Atualizado em: 29/07/2024
Tempo de Leitura: 9 minutos
Sumário

A esteatose hepática, comumente conhecida como fígado gorduroso, é uma condição caracterizada pelo acúmulo excessivo de gordura no fígado. Embora muitas vezes associada à obesidade e ao consumo excessivo de álcool, a esteatose também pode afetar pessoas magras, um fenômeno conhecido como doença hepática esteatótica associada a disfunção metabólica (DHEADM) em indivíduos com baixo índice de massa corporal (IMC). Este artigo explorará em profundidade a esteatose hepática em pessoas magras, abordando sua epidemiologia, sintomas, diagnóstico, fatores de risco, tratamento e oferecendo uma conclusão abrangente sobre o tema.

Introdução

A esteatose hepática é uma condição que vem ganhando cada vez mais atenção na medicina moderna, principalmente devido ao seu potencial para evoluir para doenças hepáticas mais graves, como a cirrose hepática e o câncer de fígado. Quando pensamos em esteatose hepática, a imagem que normalmente vem à mente é a de uma pessoa com excesso de peso ou obesidade. No entanto, a realidade é mais complexa e multifacetada. Pessoas magras também podem desenvolver esta condição, o que levanta questões importantes sobre os fatores de risco e os mecanismos subjacentes que contribuem para o acúmulo de gordura no fígado em indivíduos aparentemente saudáveis.

Epidemiologia da esteatose hepática

A doença hepática esteatótica associada a disfunção metabólica (DHEADM) é prevalente em cerca de 25-30% da população mundial. No entanto, estudos indicam que aproximadamente 10-20% das pessoas com DHEADM têm um IMC dentro da faixa normal, desafiando a crença de que apenas indivíduos com excesso de peso são afetados. Esse fenômeno é conhecido como "lean MASLD" (lean Metabolic dysfunction-associated steatotic liver disease) ou esteatose hepática em pessoas magras.

A prevalência de esteatose hepática em pessoas magras varia entre diferentes populações e regiões geográficas. Por exemplo, é mais comum em populações asiáticas, especialmente na China e no Japão, onde a prevalência pode chegar a 15-20% entre os indivíduos com IMC normal. Fatores genéticos, dieta, estilo de vida e características metabólicas únicas dessas populações podem contribuir para essa variação.

Sintomas

A esteatose hepática, tanto em pessoas magras quanto em indivíduos com excesso de peso, geralmente é assintomática nas fases iniciais. Quando os sintomas ocorrem, eles tendem a ser inespecíficos e podem incluir:

  • Fadiga: Sensação constante de cansaço e falta de energia.
  • Desconforto abdominal: Sensação de peso ou dor no lado direito do abdômen.
  • Perda de apetite: Falta de vontade de comer, o que pode levar à perda de peso não intencional.
  • Náusea: Sensação de mal-estar estomacal.

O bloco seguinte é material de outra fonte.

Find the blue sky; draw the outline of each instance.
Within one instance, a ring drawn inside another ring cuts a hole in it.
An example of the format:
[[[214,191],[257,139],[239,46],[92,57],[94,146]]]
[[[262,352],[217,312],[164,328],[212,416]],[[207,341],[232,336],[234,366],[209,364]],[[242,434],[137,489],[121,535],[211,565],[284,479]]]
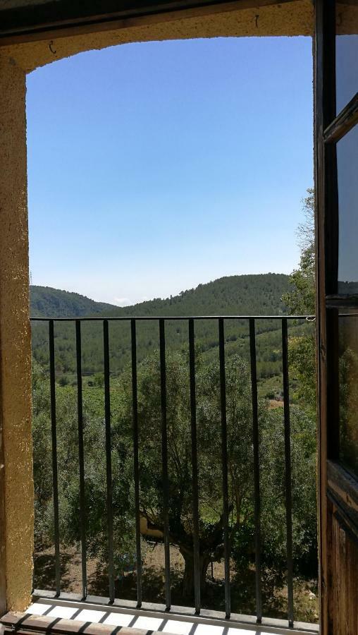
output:
[[[125,44],[32,73],[32,283],[124,305],[290,272],[311,78],[304,37]]]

Esses sintomas podem ser facilmente atribuídos a outras condições, o que muitas vezes retarda o diagnóstico. É importante que médicos considerem a possibilidade de esteatose hepática em pacientes magros que apresentam esses sintomas, especialmente se houver outros fatores de risco presentes.

Diagnóstico

O diagnóstico de esteatose hepática em pessoas magras segue os mesmos princípios do diagnóstico em indivíduos com sobrepeso ou obesidade. Envolve uma combinação de história clínica, exames laboratoriais e métodos de imagem.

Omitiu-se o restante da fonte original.